Well, you had your vote, Citizen Lynch, which you exercised.
And that’s about it.
I feel your discomfort here, but I feel that people who know your work were very surprised — because your work seems to shred so many mythologies, and to penetrate under the surface — that you would make a political decision based on what seemed like very superficial things: that you liked the guy’s haircut, that he’s happy, you liked that sense of a brush-clearer, an old Hollywood actor. And I think that itself disturbed people, or confused people. You are in the public realm, for good or bad.
That’s why I say it’s a no-win situation. All those things that are aside from the film are not one bit important. There’s nothing I can say about it.
But there are even times in talking about the films when you say there’s nothing you can say.
Yeah. Uh, the words . . . unfortunately that’s what this is all about.
I actually thought of giving you a sketch pad so that if you couldn’t answer a question you could sketch me out an answer.
I could draw you one, yeah.
Let’s go back to something we talked about last time: secrets. You put a line in Wild at Heart for Sailor that was not in the book: “We all got a secret side, Baby.” It’s a repeated motif in your work. I said there’s a certain power in a secret, and you said there’s a horror in it, too. Can you address yourself to both sides of that equation?
Well, it’s like common sense.
How’s that, Doctor Lynch?
We talked about the man who knew too much. There are so many different kind of secrets. Part of the thing about secrets is that they have a certain kind of mystery to me. A dark secret. Just the words “dark secret” are so beautiful. Again, for the same reason I don’t want to go back to Spokane, Washington. I don’t want to see something so clearly that it would destroy an imaginary picture. And I’m real thankful for secrets and mysteries, because they provide a pull to learn the secret and learn the mystery, and you can float out there. And I hope, in a way, I don’t ever get the total answer, unless the answer accompanies a tremendous rush of bliss. I love the process of going into a mystery.
You’re secretive yourself, wouldn’t you say?
That’s a possibility, yeah.
Jack Nance says you’re the most secretive guy he’s ever known.
Well, I’m probably speaking much too much with you. [Uneasy laugh.]
There were some pieces written in the mid-eighties that made mention of the fact that you didn’t have any visitors. Your response wasn’t that you didn’t like the way your house was, or, “I have a small house, I can’t have visitors,” or, “I’m never in town” — any of which would have been perfectly fine excuses —
What was my response?
Your response was, “I’m doing things that I don’t want people to see.”

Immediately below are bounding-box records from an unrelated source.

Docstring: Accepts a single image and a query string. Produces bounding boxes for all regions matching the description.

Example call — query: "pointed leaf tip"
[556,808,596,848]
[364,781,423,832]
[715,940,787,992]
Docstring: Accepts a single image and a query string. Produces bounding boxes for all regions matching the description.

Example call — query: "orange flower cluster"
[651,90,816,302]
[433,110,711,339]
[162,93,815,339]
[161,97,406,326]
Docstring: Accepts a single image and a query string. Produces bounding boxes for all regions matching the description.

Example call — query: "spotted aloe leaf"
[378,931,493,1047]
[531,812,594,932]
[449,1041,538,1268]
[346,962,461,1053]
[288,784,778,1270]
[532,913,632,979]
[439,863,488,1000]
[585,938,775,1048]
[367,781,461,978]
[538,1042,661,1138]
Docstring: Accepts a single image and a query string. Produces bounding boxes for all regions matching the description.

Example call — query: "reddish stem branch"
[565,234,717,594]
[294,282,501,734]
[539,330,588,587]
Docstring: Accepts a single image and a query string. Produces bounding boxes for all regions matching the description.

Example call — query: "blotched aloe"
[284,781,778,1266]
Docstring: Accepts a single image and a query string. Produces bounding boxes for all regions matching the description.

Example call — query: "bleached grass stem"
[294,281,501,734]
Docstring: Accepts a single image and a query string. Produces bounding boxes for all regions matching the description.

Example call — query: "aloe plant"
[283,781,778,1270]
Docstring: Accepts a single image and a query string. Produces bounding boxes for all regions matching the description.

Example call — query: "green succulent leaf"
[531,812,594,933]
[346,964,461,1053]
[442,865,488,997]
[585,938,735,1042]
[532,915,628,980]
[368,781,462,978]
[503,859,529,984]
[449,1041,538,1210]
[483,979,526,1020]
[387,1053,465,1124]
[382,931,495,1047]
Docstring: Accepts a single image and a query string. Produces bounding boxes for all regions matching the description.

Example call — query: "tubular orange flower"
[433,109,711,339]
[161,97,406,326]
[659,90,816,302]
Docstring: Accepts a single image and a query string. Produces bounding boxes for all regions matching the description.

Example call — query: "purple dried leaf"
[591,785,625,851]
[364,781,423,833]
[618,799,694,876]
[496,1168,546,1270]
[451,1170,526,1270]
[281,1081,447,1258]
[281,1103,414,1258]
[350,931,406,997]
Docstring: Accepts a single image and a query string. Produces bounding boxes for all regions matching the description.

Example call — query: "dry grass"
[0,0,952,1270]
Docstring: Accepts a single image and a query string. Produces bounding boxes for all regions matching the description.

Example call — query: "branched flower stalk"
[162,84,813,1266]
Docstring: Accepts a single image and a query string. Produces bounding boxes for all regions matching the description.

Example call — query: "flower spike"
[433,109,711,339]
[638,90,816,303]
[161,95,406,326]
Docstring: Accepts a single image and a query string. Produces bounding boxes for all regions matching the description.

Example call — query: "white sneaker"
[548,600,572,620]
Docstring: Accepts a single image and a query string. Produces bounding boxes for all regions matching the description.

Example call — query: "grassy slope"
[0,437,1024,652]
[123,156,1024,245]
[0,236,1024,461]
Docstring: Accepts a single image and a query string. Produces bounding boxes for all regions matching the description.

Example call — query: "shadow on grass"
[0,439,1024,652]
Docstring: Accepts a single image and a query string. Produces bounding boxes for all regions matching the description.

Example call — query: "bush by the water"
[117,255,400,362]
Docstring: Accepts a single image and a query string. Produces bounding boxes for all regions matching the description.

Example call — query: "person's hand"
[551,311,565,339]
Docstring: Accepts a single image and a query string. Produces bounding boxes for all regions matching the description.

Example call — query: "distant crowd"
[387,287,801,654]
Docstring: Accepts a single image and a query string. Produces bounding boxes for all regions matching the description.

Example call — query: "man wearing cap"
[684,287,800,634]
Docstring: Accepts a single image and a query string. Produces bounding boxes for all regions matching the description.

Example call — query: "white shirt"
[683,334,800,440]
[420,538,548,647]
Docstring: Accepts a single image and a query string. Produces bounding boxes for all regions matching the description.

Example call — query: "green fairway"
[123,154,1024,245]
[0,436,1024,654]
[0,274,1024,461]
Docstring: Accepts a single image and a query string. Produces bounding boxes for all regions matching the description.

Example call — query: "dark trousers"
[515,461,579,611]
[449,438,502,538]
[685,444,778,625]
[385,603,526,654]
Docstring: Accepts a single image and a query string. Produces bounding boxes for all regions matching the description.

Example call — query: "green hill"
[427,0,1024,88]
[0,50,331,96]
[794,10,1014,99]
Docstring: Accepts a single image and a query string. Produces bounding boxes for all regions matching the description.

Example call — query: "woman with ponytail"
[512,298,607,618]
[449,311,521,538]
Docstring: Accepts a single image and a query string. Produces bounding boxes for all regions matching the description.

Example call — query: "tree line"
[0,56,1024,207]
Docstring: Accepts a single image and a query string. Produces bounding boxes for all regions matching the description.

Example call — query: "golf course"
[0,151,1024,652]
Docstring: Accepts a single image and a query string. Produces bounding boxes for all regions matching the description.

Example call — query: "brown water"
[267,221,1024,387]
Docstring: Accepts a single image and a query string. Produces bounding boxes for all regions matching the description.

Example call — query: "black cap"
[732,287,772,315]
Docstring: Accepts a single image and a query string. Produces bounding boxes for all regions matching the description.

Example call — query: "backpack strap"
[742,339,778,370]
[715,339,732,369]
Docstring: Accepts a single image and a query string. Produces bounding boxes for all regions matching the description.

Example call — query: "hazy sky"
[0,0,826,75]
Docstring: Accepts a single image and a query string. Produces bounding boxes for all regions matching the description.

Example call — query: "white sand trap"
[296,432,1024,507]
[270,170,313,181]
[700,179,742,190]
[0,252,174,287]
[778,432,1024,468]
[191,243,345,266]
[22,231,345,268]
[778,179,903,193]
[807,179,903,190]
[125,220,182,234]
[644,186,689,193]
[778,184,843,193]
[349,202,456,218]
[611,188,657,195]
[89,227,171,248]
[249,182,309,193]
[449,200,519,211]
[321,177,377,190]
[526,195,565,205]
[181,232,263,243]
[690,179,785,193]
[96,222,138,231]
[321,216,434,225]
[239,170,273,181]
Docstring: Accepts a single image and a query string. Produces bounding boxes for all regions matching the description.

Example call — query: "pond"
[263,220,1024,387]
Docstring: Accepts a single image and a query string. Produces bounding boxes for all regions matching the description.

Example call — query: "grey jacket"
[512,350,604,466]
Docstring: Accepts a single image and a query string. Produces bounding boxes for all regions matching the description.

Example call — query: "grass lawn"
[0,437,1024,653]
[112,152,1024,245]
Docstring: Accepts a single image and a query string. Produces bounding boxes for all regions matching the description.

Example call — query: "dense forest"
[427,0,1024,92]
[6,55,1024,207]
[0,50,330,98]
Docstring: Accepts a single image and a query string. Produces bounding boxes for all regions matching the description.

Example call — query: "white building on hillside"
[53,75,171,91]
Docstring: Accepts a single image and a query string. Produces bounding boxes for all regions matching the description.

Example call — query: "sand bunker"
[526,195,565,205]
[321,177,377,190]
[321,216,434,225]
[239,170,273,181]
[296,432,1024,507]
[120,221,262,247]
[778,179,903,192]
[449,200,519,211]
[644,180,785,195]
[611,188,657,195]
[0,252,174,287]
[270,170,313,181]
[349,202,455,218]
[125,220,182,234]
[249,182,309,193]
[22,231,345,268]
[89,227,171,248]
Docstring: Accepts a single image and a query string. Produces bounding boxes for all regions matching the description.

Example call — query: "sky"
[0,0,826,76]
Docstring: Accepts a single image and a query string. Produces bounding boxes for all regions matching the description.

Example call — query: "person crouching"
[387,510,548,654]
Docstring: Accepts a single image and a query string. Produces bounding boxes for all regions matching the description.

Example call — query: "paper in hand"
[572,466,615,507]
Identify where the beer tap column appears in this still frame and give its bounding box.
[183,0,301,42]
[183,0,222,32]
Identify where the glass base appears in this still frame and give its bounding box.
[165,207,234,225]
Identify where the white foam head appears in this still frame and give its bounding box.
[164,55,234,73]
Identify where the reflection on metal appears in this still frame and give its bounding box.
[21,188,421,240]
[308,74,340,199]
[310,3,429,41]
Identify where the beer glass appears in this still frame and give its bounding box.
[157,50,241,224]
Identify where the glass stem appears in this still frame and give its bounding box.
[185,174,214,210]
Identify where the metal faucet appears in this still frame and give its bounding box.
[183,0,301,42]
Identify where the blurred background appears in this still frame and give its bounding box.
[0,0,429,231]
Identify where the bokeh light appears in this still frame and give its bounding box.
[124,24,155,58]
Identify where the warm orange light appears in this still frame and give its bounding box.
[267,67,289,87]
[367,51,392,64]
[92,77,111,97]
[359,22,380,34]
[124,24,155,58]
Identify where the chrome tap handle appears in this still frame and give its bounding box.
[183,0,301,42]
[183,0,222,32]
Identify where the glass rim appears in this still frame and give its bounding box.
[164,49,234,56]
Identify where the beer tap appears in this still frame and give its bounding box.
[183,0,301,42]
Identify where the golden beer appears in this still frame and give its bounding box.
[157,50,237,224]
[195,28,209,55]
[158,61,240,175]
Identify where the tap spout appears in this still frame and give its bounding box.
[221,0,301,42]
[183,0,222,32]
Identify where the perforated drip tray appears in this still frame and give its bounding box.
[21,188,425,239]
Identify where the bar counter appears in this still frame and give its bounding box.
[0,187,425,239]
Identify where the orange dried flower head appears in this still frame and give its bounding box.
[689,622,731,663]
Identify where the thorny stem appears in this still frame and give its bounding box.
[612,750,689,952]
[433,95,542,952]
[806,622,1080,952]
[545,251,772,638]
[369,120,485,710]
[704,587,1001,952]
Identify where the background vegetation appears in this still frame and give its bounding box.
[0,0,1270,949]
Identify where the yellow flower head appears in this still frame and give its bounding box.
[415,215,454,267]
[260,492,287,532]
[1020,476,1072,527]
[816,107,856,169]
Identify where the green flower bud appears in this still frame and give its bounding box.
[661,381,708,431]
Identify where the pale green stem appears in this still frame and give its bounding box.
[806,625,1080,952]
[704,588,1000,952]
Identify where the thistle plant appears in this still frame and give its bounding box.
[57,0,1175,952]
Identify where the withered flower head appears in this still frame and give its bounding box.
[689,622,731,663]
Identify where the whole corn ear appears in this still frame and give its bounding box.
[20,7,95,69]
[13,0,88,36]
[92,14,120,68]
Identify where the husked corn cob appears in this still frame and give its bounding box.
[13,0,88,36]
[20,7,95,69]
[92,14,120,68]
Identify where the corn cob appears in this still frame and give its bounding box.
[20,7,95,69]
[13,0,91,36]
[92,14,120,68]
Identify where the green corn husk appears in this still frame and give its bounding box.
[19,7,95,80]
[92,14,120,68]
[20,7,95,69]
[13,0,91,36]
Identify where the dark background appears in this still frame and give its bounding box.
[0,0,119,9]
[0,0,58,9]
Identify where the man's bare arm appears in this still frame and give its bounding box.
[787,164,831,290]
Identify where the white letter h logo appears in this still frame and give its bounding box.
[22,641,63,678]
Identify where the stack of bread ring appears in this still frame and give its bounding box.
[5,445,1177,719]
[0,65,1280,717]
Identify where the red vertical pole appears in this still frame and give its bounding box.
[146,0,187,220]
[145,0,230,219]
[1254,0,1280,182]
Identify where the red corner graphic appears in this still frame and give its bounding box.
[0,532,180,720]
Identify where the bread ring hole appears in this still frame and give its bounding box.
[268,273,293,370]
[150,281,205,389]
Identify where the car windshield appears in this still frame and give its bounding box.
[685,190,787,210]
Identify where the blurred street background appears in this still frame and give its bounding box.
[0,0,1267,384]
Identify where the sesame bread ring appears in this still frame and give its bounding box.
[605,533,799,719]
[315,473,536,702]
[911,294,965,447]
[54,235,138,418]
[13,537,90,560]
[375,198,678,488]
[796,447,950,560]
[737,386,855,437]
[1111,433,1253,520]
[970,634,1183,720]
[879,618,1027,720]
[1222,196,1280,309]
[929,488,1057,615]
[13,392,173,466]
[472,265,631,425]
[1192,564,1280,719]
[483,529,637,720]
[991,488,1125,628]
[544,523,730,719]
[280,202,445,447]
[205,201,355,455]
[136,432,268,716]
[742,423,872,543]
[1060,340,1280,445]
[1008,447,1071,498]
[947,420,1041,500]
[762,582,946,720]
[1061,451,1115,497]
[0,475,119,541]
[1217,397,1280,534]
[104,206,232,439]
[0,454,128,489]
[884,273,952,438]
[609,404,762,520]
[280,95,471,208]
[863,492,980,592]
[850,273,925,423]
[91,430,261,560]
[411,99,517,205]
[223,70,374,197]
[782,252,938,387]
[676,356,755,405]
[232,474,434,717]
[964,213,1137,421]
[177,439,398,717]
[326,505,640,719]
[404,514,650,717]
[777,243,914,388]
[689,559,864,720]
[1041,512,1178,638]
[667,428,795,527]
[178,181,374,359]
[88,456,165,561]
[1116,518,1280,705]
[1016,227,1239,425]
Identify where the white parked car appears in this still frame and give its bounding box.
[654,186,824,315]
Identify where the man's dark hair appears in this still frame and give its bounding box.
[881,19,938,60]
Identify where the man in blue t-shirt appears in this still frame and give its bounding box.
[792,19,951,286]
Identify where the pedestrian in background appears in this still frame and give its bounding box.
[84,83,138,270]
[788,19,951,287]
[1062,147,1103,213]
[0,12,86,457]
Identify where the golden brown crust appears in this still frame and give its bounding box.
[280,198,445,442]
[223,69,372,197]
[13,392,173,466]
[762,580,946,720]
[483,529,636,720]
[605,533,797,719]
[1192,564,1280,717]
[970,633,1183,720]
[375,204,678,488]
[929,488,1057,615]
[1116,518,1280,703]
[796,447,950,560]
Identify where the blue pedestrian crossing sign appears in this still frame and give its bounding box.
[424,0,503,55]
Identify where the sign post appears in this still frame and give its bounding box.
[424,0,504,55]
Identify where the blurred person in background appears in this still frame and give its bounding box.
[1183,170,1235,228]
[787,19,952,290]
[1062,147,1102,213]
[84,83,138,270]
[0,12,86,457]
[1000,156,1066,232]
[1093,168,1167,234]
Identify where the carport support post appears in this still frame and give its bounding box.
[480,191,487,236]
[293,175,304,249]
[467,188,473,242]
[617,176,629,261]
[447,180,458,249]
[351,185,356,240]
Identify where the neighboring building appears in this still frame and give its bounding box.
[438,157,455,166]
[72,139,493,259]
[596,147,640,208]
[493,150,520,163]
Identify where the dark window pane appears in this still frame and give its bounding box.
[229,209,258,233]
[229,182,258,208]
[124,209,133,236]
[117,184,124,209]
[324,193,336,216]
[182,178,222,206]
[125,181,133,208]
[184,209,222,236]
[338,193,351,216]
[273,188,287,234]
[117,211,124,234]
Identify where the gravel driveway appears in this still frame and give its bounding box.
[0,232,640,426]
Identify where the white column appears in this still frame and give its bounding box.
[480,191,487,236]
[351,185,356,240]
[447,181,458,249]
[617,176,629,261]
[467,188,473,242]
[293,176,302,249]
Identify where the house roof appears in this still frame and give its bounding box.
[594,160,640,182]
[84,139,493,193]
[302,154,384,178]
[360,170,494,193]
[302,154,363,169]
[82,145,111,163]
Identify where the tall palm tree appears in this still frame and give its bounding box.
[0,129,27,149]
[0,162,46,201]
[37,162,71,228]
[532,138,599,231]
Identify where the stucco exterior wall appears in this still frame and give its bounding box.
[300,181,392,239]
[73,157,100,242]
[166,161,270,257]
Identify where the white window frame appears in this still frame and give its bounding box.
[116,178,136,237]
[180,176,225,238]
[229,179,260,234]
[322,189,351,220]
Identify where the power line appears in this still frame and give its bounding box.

At the time, I probably was. I’m not always doing these things in my house. [Laughs.]
See, but you didn’t tell anyone what you were doing.
So you created a secret.
Well. I suppose I did. In an answer to a question, I created a secret.
I’m just wondering if part of your attraction to secrets is that there’s a kind of power, a kind of control in secrets. I think one reason secrets are so important to teenagers is that for them the world is completely out of control.
I don’t know. Secrets then were totally traumatic to me, because I was doing so many things that I thought could change my world in a negative way. I was living in a fearful state. Secrets and mysteries provide sort of a beautiful little corridor where you can float out and many, many wonderful things can happen in there.
Now it’s come time to deny the rumor or admit to all America that you’ve a woman’s uterus in a bottle somewhere.
What have you heard about this?
We know you’re interested in body parts. We heard that a woman producer was having a hysterectomy and you asked her to save the tissue.
It wasn’t that way at all! This woman was having this operation, and asked the doctor to save this for me, as something she felt that I would want to have. A gift.
Sort of like a valentine.
Yeah. It’s like, there’s many things I have in my house, right? But some things — like the Log Lady — have stuck with certain people as very interesting things. So I guess that could be one of them.